Investors are keeping close monitoring on the performance of the euro along with the European Central Bank’s meeting.
The common currency managed to gain some leverage against the greenback today, supported by the growing risk sentiment in the market.
Consequently, the Biden administration’s first day in office ignites optimism over a more generous stimulus package which is bearish for the USD.
In the latest charts, the EUR/USD pair gained 0.2% to $1.2134, reverting the losses incurred during the previous session.
Similarly, the pound to euro exchange rate failed to make significant movements for the day with United Kingdom’s business optimism index on the rocks.
The economic indicator dropped from 0 to negative 22 in the fourth quarter, undermined by supply woes and lack of low wage workers resulting from Brexit.
In the latest foreign exchange charts, the pair shed off the gains made in the previous session, where GBP/EUR settled at 1.12.
Analysts noted that the coming data from UK’s manufacturing and services PMI will determine the charts’ trend in the coming days.
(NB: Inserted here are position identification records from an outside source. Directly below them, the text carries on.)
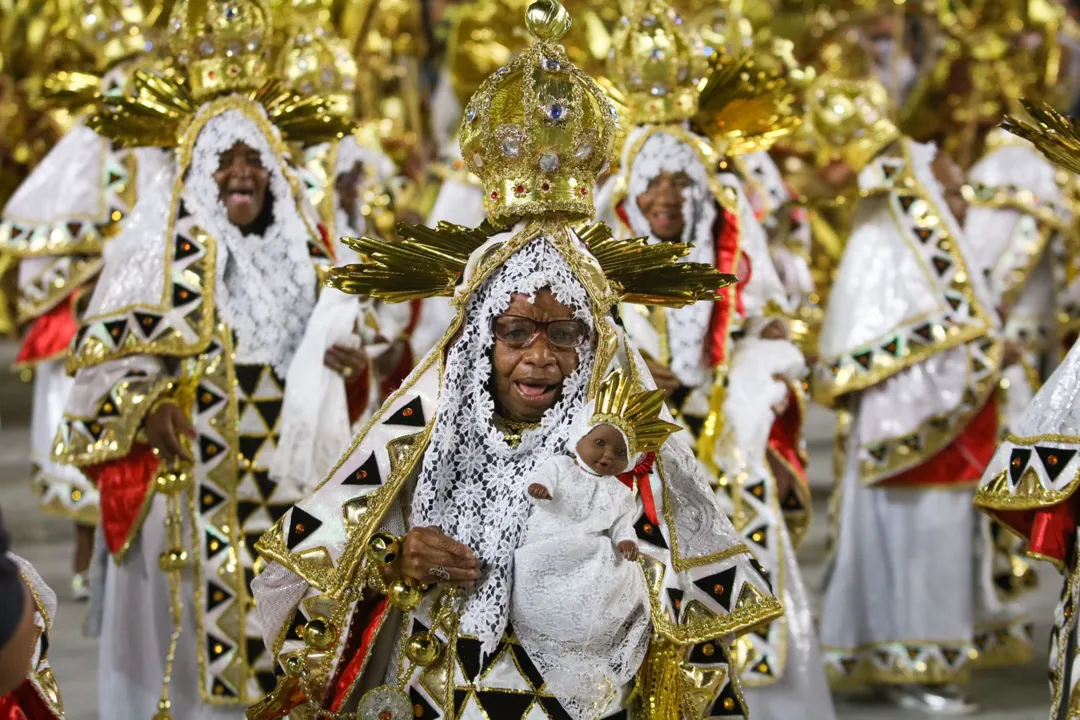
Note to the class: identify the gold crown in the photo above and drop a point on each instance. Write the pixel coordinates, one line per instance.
(109, 31)
(637, 415)
(224, 44)
(539, 131)
(848, 120)
(314, 59)
(656, 65)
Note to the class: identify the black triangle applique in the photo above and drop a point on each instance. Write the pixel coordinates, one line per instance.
(270, 410)
(719, 586)
(206, 397)
(221, 690)
(410, 416)
(247, 378)
(214, 544)
(366, 474)
(208, 449)
(208, 500)
(244, 510)
(649, 532)
(216, 595)
(1017, 463)
(675, 595)
(115, 328)
(250, 446)
(706, 653)
(421, 708)
(926, 331)
(1054, 460)
(727, 704)
(510, 705)
(300, 526)
(255, 648)
(267, 680)
(296, 627)
(554, 708)
(183, 296)
(147, 323)
(264, 483)
(469, 656)
(527, 667)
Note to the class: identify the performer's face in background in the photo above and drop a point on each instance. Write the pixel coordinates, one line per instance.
(528, 381)
(662, 205)
(243, 182)
(604, 450)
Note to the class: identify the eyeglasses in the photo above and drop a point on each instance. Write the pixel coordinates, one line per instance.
(518, 331)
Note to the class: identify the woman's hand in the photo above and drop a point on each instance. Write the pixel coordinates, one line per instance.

However, polls showed that the country may likely report a contraction in both indicators as Britain is still bounded by tough mobility restrictions.
Meanwhile, the EUR may likely struggle to capitalize on the pound’s weakness as the central bank decided to keep stimulus measures in the status quo.
For the record, the central bank resorted to the adoption of a “massive” stimulus measure in December to mitigate the pandemic’s economic risks.
The bloc weathers a high degree of volatility which consolidates a downward pressure for the common currency.
It reported a 7.3% GDP drop last year, undermined by lockdowns adopted by its main profit generators.
Dollar on the Red
In the United States, the dollar extends losses and is posed to end the week on the red.
The USD index, tracking the performance of the world’s reserve currency against other entities in the basket, fell by 0.02% to 90.112.
Nevertheless, the safe haven’s traders are relieved with the greenback remaining steady above the psychological danger zone of 90 points.
On the other hand, FX strategists noted that the dollar will remain under the hands of the bears in the longer-term prospect.
This is due to the projected bigger stimulus spending under the Biden administration which raised concerns over debt burdens.
In the latest charts, USD/JPY fell by 0.09% to 103.57 while its East Asian neighbor, the renminbi, managed to hike by 0.14% to 6.4687.